It’s Not That I Am a Fraidy-Cat
Well, maybe I am. A little bit.
For the next few weeks, Todd will be on what I call the Great American Nerd Tour 2010. He will visit something like 10 cities in the next 3 weeks or so, and then he’ll go to Vegas for a conference sometime in February. (I can’t remember when, and I really should pay better attention.) While he's traveling he has lots and lots of meetings schedules where he'll talk about technological things that contain lots of initals and lots of acronyms.
On Sunday night we came home from Kalahari. I unpacked the suitcase, and on Monday morning he re-packed it and headed back to the airport. He hopped a plane to San Diego. When he was done evading IT groupies as they threw undergarments at him (held together by duct tape), he flew to San Francisco. Then on Wednesday hopped a red-eye back to Providence and stumbled into work on Thursday morning.
I’d been alone in the house since Monday. I enjoy being alone, and used to live alone before I moved in with Todd at the ripe old age of 24. I look forward to having the place to myself for a few days, so long as the lights stay on. But now that I am so used to living with my big strong man, the bliss of being alone for a few days is slightly tainted with trepidation.
I mean, any psycho could be hiding out in the woods that surround my house at any given moment. And surely that psycho will have a freshly sharpened axe. And that psycho will know enough to bring steak bones for the dogs. Hell, my dogs would settle for a tennis ball as payment and grant anyone access to the house. The psycho isn’t psycho enough to kill my dogs, just me.
On Wednesday morning before I left for work (on time, thank you very much) I put the dogs out the front door. I walked out with them. Of course, they caught the scent of something and walked around the back. I followed them through the gigantic puddles that formed back there from the snow melt and recent rain. They finished their business and led me up the deck stairs, where I saw wet foot prints leading up the stairs to the back door. I hadn’t walked on the deck at all that morning.
Let me say this again. There were wet foot prints leading to my door. And they weren’t mine. My heart pounded in my chest. Was it the psycho with the tennis balls and the freshly sharpened axe? I frantically scanned the tree line around the house for evidence of the psycho. Then looked back at the foot prints. The tread didn’t match my “dog chasin’ shoes.” (Yes, I have a pair of shoes devoted to this purpose. I can slip them on quickly when they bolt, and always leave them by the back door. Next to them are my Crocs, that I wear when we walk to the hot tub from the door.)

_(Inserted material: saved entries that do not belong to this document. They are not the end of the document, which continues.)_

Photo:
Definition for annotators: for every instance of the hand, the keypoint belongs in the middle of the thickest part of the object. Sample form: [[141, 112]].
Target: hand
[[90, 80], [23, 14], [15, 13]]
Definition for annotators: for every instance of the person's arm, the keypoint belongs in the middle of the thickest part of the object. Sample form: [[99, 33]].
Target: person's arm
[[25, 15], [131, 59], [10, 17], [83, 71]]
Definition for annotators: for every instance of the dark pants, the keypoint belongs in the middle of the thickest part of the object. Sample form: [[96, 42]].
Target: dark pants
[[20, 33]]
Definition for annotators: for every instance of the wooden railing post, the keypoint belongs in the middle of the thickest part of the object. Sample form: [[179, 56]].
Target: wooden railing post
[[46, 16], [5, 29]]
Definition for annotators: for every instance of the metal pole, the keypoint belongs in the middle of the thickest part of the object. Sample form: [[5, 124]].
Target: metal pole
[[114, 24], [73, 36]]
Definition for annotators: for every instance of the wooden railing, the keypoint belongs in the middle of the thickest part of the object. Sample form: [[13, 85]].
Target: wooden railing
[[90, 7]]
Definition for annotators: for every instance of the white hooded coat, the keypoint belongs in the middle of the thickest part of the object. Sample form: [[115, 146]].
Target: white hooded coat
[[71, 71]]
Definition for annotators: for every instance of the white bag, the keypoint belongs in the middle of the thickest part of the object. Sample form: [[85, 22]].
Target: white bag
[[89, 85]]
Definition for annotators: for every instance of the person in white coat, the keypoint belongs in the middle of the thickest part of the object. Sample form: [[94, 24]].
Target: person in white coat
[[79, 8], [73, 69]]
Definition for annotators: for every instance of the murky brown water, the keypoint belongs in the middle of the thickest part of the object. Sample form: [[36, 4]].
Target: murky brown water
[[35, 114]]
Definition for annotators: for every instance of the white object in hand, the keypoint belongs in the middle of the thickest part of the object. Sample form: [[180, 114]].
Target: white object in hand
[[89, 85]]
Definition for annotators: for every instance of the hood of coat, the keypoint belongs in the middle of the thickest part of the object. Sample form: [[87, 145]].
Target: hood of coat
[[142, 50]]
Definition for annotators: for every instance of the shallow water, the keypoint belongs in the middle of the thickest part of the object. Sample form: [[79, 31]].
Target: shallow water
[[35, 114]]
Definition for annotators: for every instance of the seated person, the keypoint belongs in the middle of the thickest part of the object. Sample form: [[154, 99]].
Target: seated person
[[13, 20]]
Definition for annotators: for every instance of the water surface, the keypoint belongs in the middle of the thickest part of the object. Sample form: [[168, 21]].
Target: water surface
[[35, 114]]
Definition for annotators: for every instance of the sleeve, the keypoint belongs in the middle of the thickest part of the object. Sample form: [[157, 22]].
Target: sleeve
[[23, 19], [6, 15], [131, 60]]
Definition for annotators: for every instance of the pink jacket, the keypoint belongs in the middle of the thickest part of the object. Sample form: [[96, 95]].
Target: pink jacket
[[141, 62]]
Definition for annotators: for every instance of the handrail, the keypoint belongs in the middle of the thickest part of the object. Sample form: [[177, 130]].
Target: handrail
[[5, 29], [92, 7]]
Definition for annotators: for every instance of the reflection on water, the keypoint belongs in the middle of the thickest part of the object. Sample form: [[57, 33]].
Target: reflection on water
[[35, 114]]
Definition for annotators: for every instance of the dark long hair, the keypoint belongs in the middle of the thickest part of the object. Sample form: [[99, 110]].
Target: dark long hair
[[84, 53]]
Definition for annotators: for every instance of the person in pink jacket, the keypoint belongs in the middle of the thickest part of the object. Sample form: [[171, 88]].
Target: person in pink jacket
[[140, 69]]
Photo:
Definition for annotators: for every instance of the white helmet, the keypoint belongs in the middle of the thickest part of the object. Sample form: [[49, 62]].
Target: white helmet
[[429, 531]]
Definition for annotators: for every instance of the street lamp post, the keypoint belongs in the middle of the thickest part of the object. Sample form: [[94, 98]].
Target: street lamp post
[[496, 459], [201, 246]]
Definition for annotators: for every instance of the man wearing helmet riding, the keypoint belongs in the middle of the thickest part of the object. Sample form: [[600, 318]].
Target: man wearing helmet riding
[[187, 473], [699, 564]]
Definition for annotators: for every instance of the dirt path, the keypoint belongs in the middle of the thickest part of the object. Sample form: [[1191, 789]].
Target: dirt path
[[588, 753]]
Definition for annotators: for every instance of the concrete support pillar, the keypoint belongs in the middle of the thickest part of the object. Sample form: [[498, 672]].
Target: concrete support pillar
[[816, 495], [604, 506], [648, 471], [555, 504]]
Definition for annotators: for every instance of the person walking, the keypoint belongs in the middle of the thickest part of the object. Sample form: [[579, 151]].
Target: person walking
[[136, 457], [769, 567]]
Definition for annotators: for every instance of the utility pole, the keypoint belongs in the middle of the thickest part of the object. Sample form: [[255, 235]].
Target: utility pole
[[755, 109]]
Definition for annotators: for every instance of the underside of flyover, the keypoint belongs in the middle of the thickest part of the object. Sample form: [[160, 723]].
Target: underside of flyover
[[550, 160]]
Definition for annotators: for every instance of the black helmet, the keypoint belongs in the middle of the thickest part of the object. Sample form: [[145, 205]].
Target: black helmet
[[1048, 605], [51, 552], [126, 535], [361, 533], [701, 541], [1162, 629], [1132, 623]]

I opened the back door, which I hadn’t locked the night before when I went to bed. I thought my hands were shaking, but it was actually the dogs nosing at them demanding treats for coming straight home after pooing. I stepped onto the deck again and looked at the foot prints. I bent down and traced them with my fingers.
They weren’t wet. They were frozen. Wet shoes had made these tracks at one point and the surface of the deck was so cold that the pattern froze. I examined the tread pattern and compared it to my dog chasing shoes and confirmed they didn’t match. I went back to the boot tray, just inside the door, to look for a more logical explanation. My paint splattered Crocs sat in the tray.
The night before I’d worn my Crocs instead of the dog chasin’ shoes. I had unlocked the back door and let the dogs out. They took off down the trail behind the house, and in the dark I splashed through an ice-cold puddle near the chicken coop as I chased them. I cursed my choice of footwear as the water penetrated the holes and drenched my socks. Once I lured the dogs back to the deck, the Crocs sloshed and squeaked as I walked.
I picked up one of the Crocs and held it near the frozen foot print. A perfect match.
Labels: about me, the ordinary
4 Comments:
You officially had me freaked the hell out for a minute!
Well, I was officially freaked out for more than a minute. I had to share the love.
Holy crap! That had the hair on the back of my neck standing up. I would have freaked and I'm not a fraidy cat.
And I've got to add, the other night Bill and I went to trivia with my co-workers. We left his son and a friend home with the dog and the cat. We were only gone a couple hours. On the way home, Bill seemed to be driving exceptionally fast. I looked at the speedometer and he was doing 55 in a 30. I mentioned it and he slowed down and then said he had some weird, random feeling that someone was lurking about our house and there were no adults at the house. While he rationalized the dog was there, his foot didn't get the message and just kept pressing down on the gas.
So freaky!
There's just something about that feeling, BW. Nothing you can say or do will talk you out of it, either. It's exactly the feeling I have when Todd's away.
Funny, I felt safer in our old house. And we had all kindsa riff raff around there.